Prgin and three colleagues knew they wanted to work in video compression. Calling their new company, VideoLocus, they began by identifying four potential markets distributing services such as high-definition TV and movies.

They ended up developing a semiconductor chip common to all four markets, but made some key modifications based on advice from their first customer, a cutting-edge cable company in the U.S. that wasn’t afraid to try new technology. “Listen to your early customers and don’t get too entrenched in your early ideas,” Prgin said.

It’s also important to learn the purchasing behaviour and economic model of your customers, he said. If they are not prepared to invest in your technology, you need to adapt.

VideoLocus was eventually sold to a California company and Prgin is now working on another startup involved in video technology called Avvasi.

After seven years at RIM, Kruis took the risky step of leaving in 2005 without a firm idea of what he wanted to do. All he had was a list of ideas on his computer and a burning desire to start his own company.
For the next year, “I drove a bus around the region,” he said. It wasn’t a real bus, but a metaphorical vehicle with Kruis at the wheel and friends and savvy colleagues who would climb aboard to listen to his thoughts and ideas and provide feedback.

“A lot of people are afraid of sharing their ideas, because they might get stolen,” he said. But feedback and advice are precisely what you need, he said.

At the end of that year, Kruis narrowed his focus to a few areas of the mobile market which he further refined by visiting trade shows in Canada and the U.S. He knew video would be important, but wasn’t sure how to deliver it in the new fragmented internet and carrier market.
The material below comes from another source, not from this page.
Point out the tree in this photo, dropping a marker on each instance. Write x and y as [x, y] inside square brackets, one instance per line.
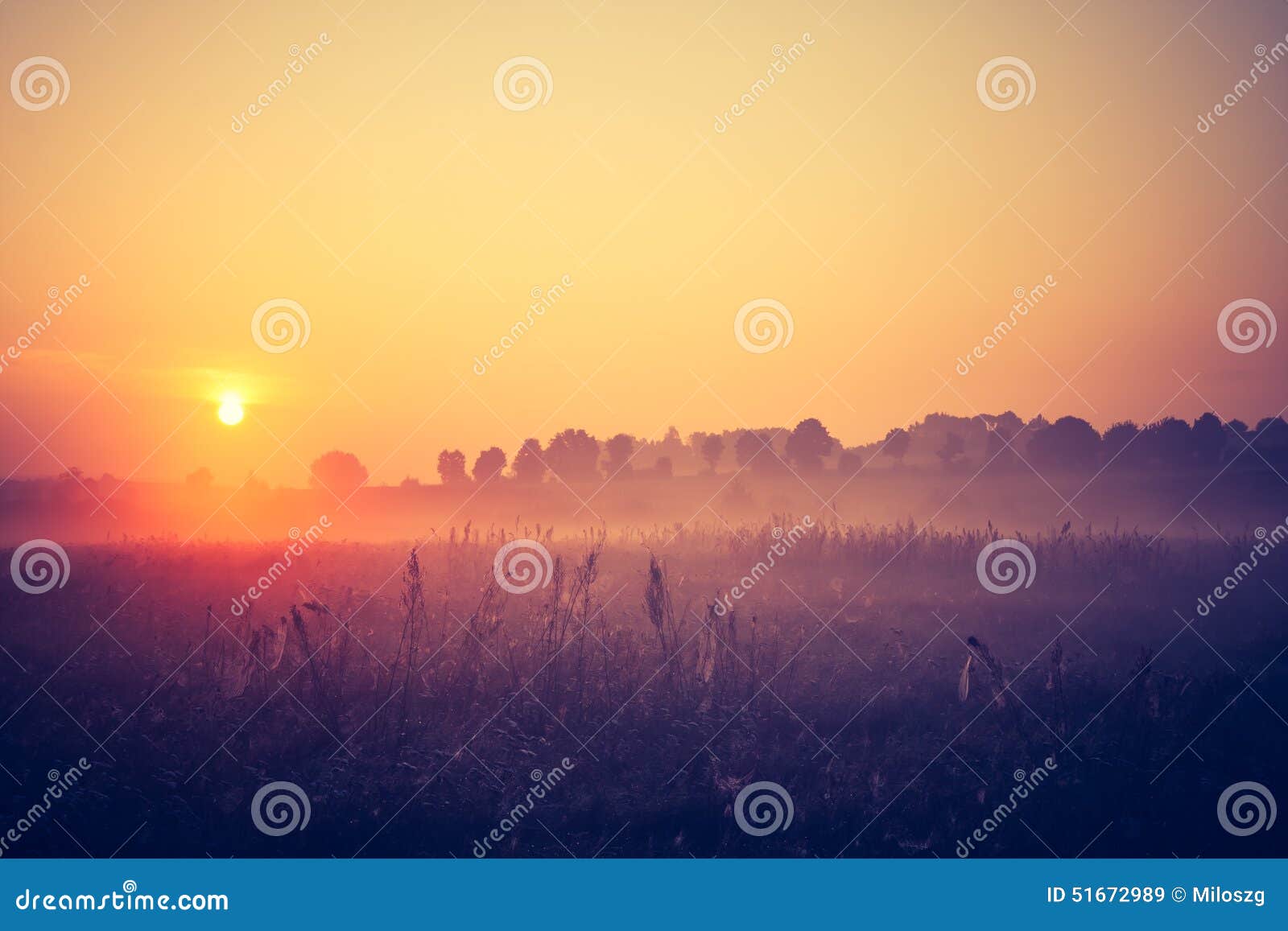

The company he eventually formed, Metranome Inc., provides a platform, rather than a specific product, for streaming video to mobile devices. It didn’t come without a lot of work, research and testing ideas. “It takes two or three years to find that sweet spot,” he said.

Caputo, Prgin and Kruis all worked at other companies before launching their own. If you’re not sure how to get started, choose a technology you’re passionate about and go and work at a large company for five years, Caputo said. Learn as much as you can and then start your business, he added.